Have you looked to tweak PSQL parameters to make it faster for test runs e.g. by disabling disk writes?

Yep, disabling fsync, synchronous_commit and full_page_writes ONLY for this PostgreSQL integration testing strategy gives us an additional boost of ~35% in overall testing speed. https://github.com/allaboutapps/go-starter/blob/master/docke...

Regarding being language agnostic: YES, clients for languages other than go are very welcome. The integresql server actually provides a trivial RESTful JSON api and should be fairly easy to integrate with any language. This is our second iteration regarding this PostgreSQL test strategy, the last version came embedded with our legacy Node.js backend stack and wasn't able to handle tests in parallel, which became an additional hard requirement for us.

See our go-starter project for infos on how we are using integresql, e.g. our WithTestDatabase/WithTestServer utility function we use in all tests to "inject" the specific database: https://github.com/allaboutapps/go-starter/blob/master/inter...

How does this compare (performance-wise) to simply truncating all tables?
We did several benchmarks back in the day and it definitely depends on the size of your migrations + fixtures that you need in every test. Performance increases were simply huge for us, despite the serial execution of our tests in our legacy backends.
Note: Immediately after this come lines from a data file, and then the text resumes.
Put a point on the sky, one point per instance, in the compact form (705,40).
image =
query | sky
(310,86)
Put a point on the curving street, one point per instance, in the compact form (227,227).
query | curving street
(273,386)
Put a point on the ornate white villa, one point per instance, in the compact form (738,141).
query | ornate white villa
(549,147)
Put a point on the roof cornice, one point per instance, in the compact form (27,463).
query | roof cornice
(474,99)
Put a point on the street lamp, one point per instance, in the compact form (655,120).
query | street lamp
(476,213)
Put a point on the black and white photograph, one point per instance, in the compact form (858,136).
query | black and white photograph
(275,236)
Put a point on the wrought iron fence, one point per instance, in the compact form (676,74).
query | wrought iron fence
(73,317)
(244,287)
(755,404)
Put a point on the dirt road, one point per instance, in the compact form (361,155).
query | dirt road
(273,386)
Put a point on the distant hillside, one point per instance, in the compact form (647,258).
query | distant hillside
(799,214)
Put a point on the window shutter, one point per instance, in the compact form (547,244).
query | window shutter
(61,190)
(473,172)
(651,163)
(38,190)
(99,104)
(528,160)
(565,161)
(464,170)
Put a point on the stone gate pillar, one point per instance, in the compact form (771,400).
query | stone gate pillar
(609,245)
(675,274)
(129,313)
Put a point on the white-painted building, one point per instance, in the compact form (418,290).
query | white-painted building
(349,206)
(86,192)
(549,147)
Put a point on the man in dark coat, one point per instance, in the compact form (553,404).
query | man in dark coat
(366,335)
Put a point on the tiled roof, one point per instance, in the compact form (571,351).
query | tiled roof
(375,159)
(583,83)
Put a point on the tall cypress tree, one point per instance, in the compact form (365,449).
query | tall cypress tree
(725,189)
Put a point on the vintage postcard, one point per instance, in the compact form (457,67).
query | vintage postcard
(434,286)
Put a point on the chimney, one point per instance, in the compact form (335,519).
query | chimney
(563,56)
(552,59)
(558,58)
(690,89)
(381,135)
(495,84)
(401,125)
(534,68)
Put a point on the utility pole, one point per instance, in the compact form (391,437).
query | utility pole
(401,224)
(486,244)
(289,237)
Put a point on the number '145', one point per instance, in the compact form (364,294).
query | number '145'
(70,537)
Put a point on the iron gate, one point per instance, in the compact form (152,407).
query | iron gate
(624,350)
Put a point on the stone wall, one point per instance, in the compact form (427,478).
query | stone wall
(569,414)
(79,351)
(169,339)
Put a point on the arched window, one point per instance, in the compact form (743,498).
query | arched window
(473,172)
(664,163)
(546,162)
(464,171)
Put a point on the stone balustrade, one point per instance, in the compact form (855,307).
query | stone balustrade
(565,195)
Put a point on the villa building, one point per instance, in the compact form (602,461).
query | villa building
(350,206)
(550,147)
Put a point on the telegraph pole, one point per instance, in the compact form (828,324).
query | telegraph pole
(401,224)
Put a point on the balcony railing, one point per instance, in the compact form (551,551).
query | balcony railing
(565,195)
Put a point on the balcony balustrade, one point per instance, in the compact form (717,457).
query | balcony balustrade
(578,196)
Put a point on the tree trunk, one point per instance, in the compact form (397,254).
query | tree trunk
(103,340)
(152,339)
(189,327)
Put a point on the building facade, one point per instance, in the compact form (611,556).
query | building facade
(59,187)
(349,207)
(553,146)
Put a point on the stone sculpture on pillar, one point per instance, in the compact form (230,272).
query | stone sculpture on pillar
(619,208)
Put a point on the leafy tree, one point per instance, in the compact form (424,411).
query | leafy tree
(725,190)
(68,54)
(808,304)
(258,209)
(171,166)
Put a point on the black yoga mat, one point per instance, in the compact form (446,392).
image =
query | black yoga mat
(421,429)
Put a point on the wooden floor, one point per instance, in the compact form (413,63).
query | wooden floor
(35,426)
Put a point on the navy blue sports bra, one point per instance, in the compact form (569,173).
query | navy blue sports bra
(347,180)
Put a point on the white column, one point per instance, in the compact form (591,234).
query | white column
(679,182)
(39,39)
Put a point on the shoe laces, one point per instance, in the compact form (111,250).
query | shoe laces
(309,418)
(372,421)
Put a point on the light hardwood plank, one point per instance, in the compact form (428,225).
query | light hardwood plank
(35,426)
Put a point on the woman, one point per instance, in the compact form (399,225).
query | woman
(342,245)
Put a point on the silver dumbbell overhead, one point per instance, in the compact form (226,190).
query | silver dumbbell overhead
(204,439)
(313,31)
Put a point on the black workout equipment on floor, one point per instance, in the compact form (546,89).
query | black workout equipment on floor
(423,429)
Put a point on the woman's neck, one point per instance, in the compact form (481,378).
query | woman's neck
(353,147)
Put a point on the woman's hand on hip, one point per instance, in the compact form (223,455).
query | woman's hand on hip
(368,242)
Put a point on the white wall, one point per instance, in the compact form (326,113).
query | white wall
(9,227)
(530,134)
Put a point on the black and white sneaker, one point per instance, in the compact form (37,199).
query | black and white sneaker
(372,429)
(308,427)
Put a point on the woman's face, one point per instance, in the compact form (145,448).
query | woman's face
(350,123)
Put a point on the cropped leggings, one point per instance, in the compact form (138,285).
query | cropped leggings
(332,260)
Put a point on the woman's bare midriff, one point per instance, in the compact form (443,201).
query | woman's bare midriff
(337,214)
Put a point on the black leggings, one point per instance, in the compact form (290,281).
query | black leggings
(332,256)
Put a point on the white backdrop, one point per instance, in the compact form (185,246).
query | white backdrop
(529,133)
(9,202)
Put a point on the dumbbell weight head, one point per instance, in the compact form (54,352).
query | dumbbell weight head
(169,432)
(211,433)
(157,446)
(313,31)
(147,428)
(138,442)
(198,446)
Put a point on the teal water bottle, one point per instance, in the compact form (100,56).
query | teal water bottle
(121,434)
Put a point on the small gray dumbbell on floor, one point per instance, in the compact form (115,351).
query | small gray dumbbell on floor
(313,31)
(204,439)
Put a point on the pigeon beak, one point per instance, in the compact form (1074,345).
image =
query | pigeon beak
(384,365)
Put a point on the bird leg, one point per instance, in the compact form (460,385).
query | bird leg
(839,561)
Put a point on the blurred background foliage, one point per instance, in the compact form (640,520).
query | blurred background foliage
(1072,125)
A new database scaffolded from a predefined template becomes available in several milliseconds or few seconds VS. truncating, migrating up and seeding (fixtures) would always take several seconds. We initially experimented with recreating these test-databases directly via sql dumps, then binary dumps until we finally realized that PostgreSQL templates are the best option in these testing scenarios.

Sorry, I've got no benchmarks to share at this time.